O serviço de jogos na nuvem da Nvidia quer fechar o ano em força, combinando funcionalidades há muito aguardadas, uma lista generosa de lançamentos de grande peso e curiosidades indie, além de um desconto por tempo limitado pensado para quem ainda está indeciso.
A sincronização com a Battle.net finalmente chega ao GeForce Now
A principal novidade deste mês não está tanto na lista de jogos, mas sim “por baixo do capô”. A partir de agora, os utilizadores do GeForce Now podem ligar a sua conta Battle.net diretamente ao serviço da Nvidia, o que aproxima os títulos da Activision Blizzard de uma experiência mais natural na nuvem.
Na prática, esta ligação permite manter a progressão entre diferentes dispositivos e serviços, sem andar a gerir gravações manualmente nem a pensar em que PC está o ficheiro mais recente. Para quem alterna entre um portátil modesto, a televisão da sala e um computador de trabalho, é uma alteração que faz diferença sem grande alarido.

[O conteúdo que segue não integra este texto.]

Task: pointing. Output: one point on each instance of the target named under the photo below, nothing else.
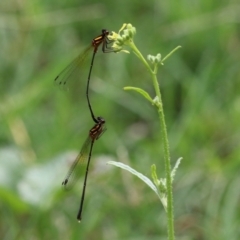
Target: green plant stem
(170, 213)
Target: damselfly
(85, 154)
(74, 67)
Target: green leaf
(136, 173)
(145, 179)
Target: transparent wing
(77, 169)
(72, 70)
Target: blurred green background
(42, 127)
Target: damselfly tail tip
(65, 182)
(79, 219)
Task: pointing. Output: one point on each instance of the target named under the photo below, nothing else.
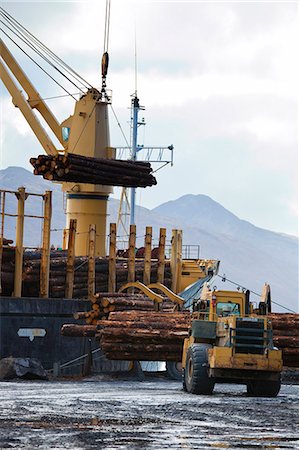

"Os subscritores do GeForce Now podem agora sincronizar a progressão de jogos-chave da Battle.net, como Call of Duty, Diablo IV e Overwatch 2, independentemente do dispositivo utilizado para jogar."
O comportamento é semelhante ao de integrações já existentes com a Steam e outras lojas. Assim que o perfil Battle.net fica associado, o GeForce Now passa a importar os títulos elegíveis e a encaixá-los na infraestrutura na nuvem da Nvidia. O resultado prático é simples: pode começar uma campanha de Call of Duty em casa, fazer algumas partidas multijogador num portátil básico no intervalo do almoço e retomar depois na televisão - sem downloads locais.
Porque é que o suporte Battle.net muda a experiência dos jogos na nuvem
Os jogos na nuvem só funcionam bem quando a fricção é mínima. Antes desta funcionalidade, quem dividia o tempo entre um PC de gaming físico e o GeForce Now tinha de lidar com atualizações, definições e, por vezes, gravações desalinhadas.
Com a sincronização de conta, a Battle.net passa a fazer parte do conjunto de ecossistemas que se comportam de forma previsível no GeForce Now. Para quem está mergulhado em conteúdo sazonal de Diablo IV ou Overwatch 2, reduz-se a ansiedade do “será que o meu progresso aparece aqui?” e o serviço ganha credibilidade como opção do dia a dia, em vez de ser apenas um plano B para viagens.
Do ponto de vista estratégico, isto também se apoia na aquisição da Activision Blizzard pela Microsoft. Quanto mais “amigas da nuvem” estas bibliotecas se tornam, mais fácil é para a Nvidia posicionar o GeForce Now como uma ponte neutra entre lojas de PC fragmentadas.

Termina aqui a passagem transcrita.